Tianyu Li edited this page Jul 31, 2018 · 29 revisions

Directory Structure

In the project root directory, there are three major places where you will put code:

  • src -- This is where the bulk of the code for lives. Anything you expect to be compiled into the release should be here.
  • test -- This is where unit tests, benchmarks, and utility code for them lives. src should not have dependency going into test.
  • script -- Where scripts that support development and testing lives. (e.g. python formatting script, dependency installation).

Almost never will you need to create new directories outside of these. Here are guidelines for adding files to each.

src


There can be at most 2-levels of directories under src, the first level will be general system components (e.g. storage, execution, network, sql, common), and the second level will be either for a class of similar files, or for a self-contained sub-component.

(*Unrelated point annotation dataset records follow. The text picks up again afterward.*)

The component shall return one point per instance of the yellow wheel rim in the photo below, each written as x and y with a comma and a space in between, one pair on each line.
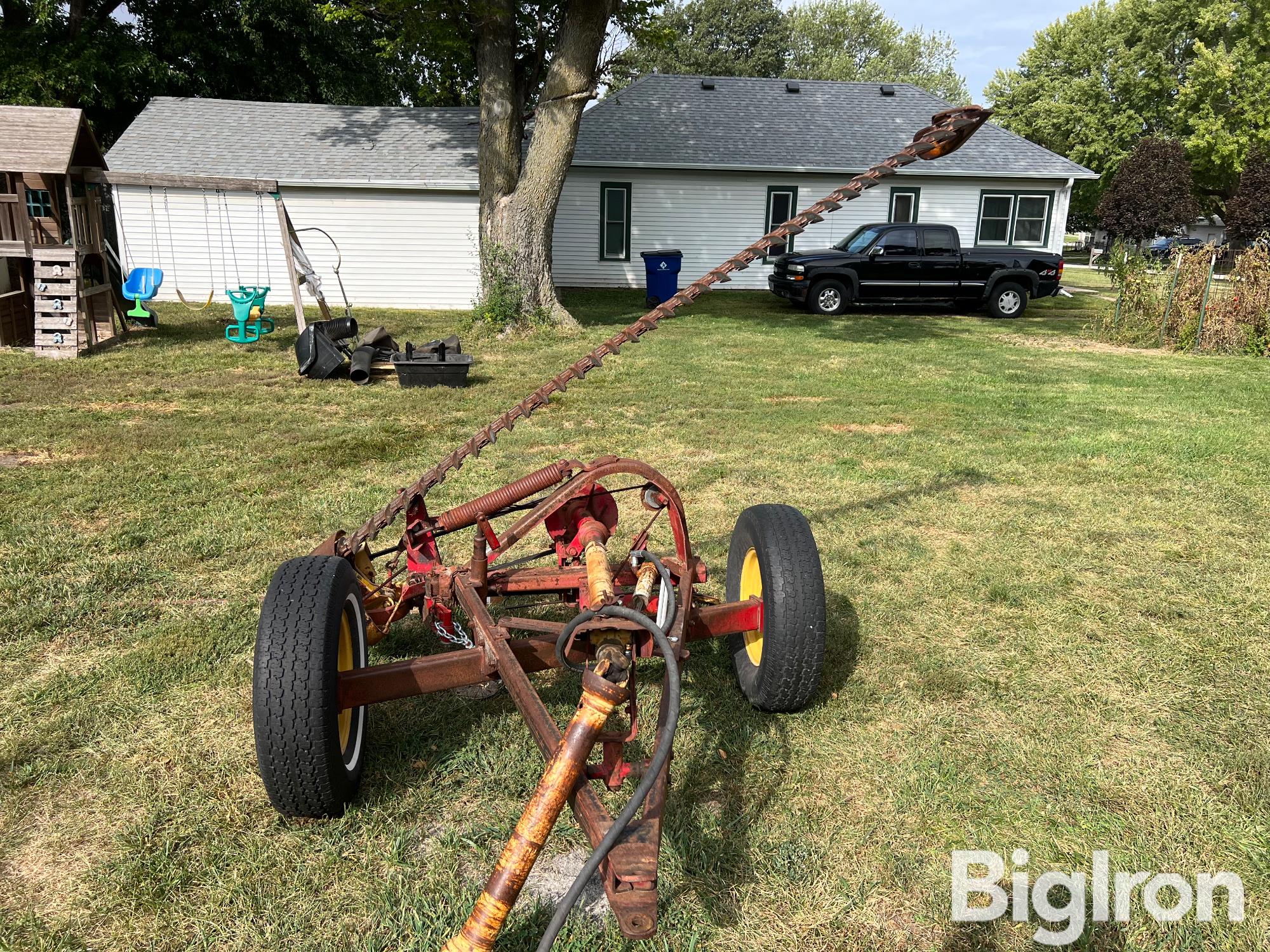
752, 585
345, 664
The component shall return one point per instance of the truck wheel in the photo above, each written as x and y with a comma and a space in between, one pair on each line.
829, 298
1008, 300
774, 555
313, 626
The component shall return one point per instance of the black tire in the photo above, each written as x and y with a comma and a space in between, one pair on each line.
792, 642
1008, 300
829, 298
311, 764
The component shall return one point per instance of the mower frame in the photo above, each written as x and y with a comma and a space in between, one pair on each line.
512, 648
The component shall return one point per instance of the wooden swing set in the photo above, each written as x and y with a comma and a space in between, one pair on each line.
248, 300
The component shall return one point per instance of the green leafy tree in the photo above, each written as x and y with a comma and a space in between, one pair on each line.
1248, 214
1225, 106
1094, 83
76, 55
535, 67
713, 39
854, 40
1153, 192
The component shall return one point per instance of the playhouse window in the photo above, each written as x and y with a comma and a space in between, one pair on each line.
40, 204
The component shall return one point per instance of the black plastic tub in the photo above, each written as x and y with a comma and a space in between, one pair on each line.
422, 370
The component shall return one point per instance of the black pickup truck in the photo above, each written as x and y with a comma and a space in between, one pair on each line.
906, 263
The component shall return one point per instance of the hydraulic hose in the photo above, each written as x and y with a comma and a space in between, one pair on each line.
661, 753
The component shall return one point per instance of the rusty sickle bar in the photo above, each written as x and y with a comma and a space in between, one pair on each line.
948, 131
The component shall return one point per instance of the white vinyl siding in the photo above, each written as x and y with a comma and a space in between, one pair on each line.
713, 215
402, 248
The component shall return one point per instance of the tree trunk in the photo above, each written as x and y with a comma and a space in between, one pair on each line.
519, 205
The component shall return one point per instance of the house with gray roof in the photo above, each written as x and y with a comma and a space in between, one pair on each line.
700, 164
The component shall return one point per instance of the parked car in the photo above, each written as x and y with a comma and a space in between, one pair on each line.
1164, 249
906, 262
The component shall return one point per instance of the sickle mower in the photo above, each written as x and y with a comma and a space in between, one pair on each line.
314, 684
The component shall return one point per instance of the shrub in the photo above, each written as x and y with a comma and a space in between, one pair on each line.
502, 304
1153, 192
1248, 214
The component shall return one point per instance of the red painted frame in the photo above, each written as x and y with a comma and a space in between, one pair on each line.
436, 590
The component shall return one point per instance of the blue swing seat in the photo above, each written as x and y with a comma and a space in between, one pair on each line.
143, 285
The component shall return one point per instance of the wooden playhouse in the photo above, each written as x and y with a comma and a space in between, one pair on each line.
57, 293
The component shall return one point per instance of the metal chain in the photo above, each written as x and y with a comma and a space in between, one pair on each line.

Translated into coding guidelines, you should rarely need to create a new first-level subdirectory, and should probably consult Andy if you believe you do. To create a new secondary directory, make sure you meet the following criteria:

  • There are more than 2 (exclusive) files you need to put into this folder
  • Each file is stand-alone, i.e. either the contents don't make sense living in a single file, or that putting them in a single file makes the file large and difficult to navigate. (This is open to interpretation, but if, for example, you have 3 files containing 10-line class definitions, maybe they should not be spread out that much).

And one of the two:

  • The subdirectory is a self-contained sub-component. This probably means that the folder only has one outward facing API. A good rule of thumb is when outside code files only need to include one header from this folder, where said API is defined.
  • The subdirectory contains a logical grouping of files, and there are enough of them that leaving them ungrouped makes the upper level hard to navigate. (e.g. all the plans, all the common data structures, etc.) A good rule of thumb is if you have subdirectory As, you should be able to say with a straight face that everything under As is an A. (e.g. Everything under containers is a container)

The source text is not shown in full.